The SEC charged Houston-based global technology and engineering firm KBR Inc. with violating whistleblower protection Rule 21F-17 enacted under the Dodd-Frank Act. KBR required witnesses in certain internal investigations interviews to sign confidentiality statements with language warning that they could face discipline and even be fired if they discussed the matters with outside parties without the prior approval of KBR’s legal department. Since these investigations included allegations of possible securities law violations, the SEC found that these terms violated Rule 21F-17, which prohibits companies from taking any action to impede whistleblowers from reporting possible securities violations to the SEC.
KBR agreed to pay a $130,000 penalty to settle the SEC’s charges and the company voluntarily amended its confidentiality statement by adding language making clear that employees are free to report possible violations to the SEC and other federal agencies without KBR approval or fear of retaliation.
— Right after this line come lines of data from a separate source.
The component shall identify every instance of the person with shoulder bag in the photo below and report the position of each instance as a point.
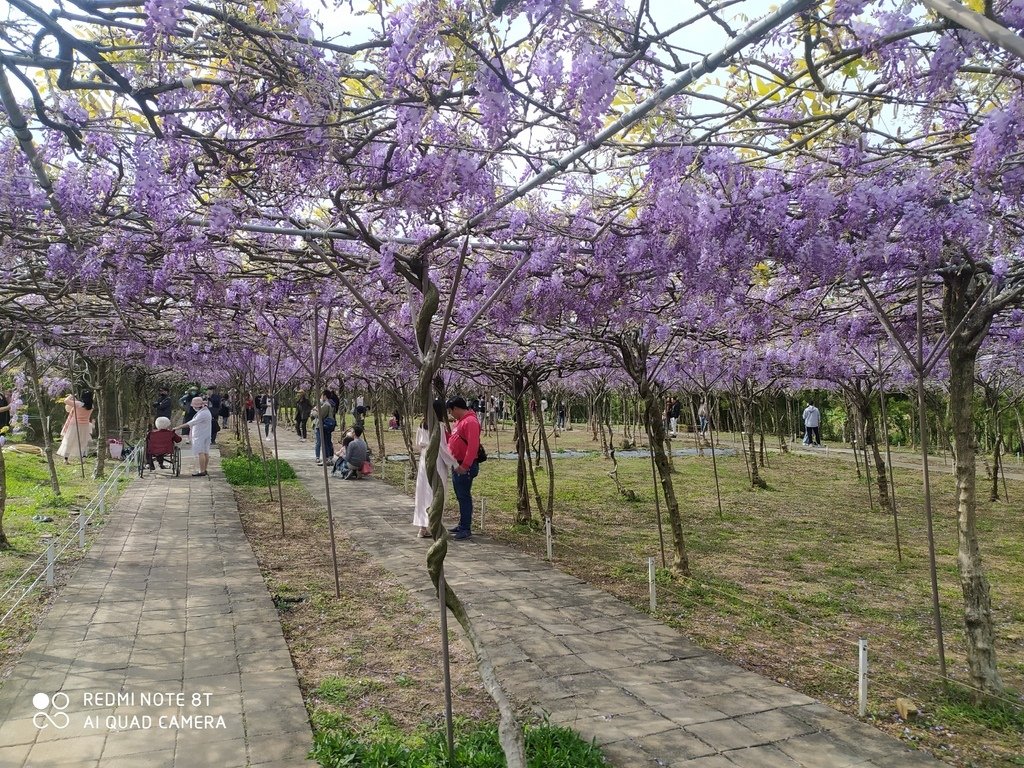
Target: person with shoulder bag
(464, 442)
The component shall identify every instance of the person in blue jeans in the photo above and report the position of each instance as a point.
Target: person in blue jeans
(464, 442)
(324, 421)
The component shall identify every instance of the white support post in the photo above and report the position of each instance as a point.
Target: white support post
(50, 557)
(862, 677)
(651, 586)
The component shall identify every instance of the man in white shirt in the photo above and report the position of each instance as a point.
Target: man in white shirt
(812, 424)
(202, 429)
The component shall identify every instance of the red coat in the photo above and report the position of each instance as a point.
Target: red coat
(464, 442)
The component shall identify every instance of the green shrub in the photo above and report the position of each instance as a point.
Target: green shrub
(547, 747)
(250, 470)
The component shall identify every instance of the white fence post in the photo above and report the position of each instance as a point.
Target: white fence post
(650, 583)
(862, 677)
(50, 557)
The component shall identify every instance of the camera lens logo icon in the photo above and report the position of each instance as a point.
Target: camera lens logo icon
(43, 719)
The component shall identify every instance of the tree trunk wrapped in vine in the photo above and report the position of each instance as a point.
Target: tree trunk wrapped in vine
(509, 730)
(968, 330)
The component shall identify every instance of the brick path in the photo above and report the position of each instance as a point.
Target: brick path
(169, 601)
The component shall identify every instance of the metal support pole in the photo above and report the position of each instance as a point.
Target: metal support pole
(50, 557)
(445, 664)
(650, 583)
(862, 677)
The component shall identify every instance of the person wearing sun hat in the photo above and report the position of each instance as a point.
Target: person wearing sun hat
(201, 426)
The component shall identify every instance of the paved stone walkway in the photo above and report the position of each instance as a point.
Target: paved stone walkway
(165, 649)
(597, 665)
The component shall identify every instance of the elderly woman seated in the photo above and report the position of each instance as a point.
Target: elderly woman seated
(160, 441)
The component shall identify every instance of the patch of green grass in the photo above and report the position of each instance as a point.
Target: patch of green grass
(339, 690)
(958, 710)
(547, 747)
(243, 470)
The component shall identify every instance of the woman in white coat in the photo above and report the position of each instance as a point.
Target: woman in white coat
(445, 462)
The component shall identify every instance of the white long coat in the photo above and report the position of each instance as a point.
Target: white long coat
(445, 463)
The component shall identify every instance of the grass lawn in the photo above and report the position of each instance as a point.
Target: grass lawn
(786, 580)
(29, 495)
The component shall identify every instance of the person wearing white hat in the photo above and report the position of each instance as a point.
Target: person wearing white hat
(202, 429)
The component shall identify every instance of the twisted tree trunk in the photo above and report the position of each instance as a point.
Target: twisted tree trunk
(509, 731)
(967, 332)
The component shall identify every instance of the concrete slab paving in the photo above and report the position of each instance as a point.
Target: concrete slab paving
(590, 662)
(164, 650)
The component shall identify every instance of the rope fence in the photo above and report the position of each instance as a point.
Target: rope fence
(57, 544)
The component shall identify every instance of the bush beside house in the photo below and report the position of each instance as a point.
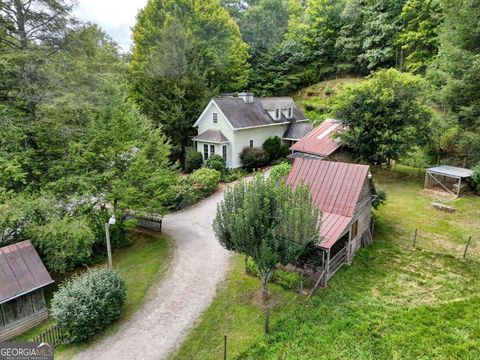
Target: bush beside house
(274, 149)
(193, 161)
(216, 162)
(86, 304)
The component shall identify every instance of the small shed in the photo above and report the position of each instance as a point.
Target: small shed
(447, 178)
(22, 279)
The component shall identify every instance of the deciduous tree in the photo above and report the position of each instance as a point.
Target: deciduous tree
(267, 221)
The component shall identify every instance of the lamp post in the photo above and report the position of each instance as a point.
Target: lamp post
(111, 221)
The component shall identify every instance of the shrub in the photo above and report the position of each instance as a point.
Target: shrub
(476, 178)
(274, 149)
(252, 158)
(280, 171)
(216, 162)
(87, 303)
(193, 161)
(184, 194)
(206, 180)
(236, 174)
(63, 243)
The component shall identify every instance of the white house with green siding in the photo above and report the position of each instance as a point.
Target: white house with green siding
(230, 123)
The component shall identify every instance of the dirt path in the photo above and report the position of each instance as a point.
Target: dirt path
(199, 264)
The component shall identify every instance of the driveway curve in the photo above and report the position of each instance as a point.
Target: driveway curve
(179, 298)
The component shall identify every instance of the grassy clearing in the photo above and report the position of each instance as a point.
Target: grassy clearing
(393, 302)
(316, 100)
(140, 265)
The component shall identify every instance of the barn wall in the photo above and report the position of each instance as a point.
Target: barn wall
(363, 213)
(21, 314)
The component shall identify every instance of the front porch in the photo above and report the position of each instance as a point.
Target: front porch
(213, 142)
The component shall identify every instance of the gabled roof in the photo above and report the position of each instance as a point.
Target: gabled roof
(335, 188)
(242, 115)
(215, 136)
(297, 130)
(21, 271)
(320, 141)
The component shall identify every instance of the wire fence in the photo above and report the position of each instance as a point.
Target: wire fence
(418, 238)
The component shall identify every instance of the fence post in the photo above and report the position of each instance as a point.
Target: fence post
(466, 247)
(225, 347)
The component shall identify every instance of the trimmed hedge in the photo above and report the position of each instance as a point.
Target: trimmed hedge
(206, 180)
(87, 303)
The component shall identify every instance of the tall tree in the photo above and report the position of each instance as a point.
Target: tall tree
(418, 40)
(456, 69)
(384, 116)
(269, 222)
(184, 52)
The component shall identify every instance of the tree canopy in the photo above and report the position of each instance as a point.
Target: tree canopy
(184, 53)
(384, 116)
(267, 221)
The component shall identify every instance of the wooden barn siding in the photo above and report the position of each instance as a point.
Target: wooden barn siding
(20, 326)
(363, 213)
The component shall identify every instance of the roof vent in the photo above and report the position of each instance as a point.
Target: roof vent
(246, 96)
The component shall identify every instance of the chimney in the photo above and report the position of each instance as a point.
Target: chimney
(246, 96)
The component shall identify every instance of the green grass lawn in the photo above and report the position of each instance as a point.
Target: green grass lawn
(393, 302)
(140, 265)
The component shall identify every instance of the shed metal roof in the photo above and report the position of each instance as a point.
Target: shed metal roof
(320, 141)
(451, 171)
(297, 130)
(335, 189)
(21, 271)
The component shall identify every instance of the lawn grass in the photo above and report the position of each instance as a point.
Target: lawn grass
(393, 302)
(140, 264)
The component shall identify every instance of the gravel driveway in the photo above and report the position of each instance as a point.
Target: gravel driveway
(199, 264)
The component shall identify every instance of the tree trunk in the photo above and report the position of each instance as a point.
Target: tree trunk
(264, 278)
(20, 17)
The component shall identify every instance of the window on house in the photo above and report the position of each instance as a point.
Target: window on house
(354, 230)
(205, 151)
By requiring its employees and former employees to sign confidentiality agreements imposing pre-notification requirements before contacting the SEC, KBR potentially discouraged employees from reporting securities violations to the SEC, said the SEC.
SEC rules prohibit employers from taking measures through confidentiality, employment, severance, or other type of agreements that may silence potential whistleblowers before they can reach out to the SEC.
According to the SEC’s order instituting a settled administrative proceeding, there are no apparent instances in which KBR specifically prevented employees from communicating with the SEC about specific securities law violations. However, any company’s blanket prohibition against witnesses discussing the substance of the interview has a potential chilling effect on whistleblowers’ willingness to report illegal conduct to the SEC.
Without admitting or denying the charges, KBR agreed to cease and desist from committing or causing any future violations of Rule 21F-17.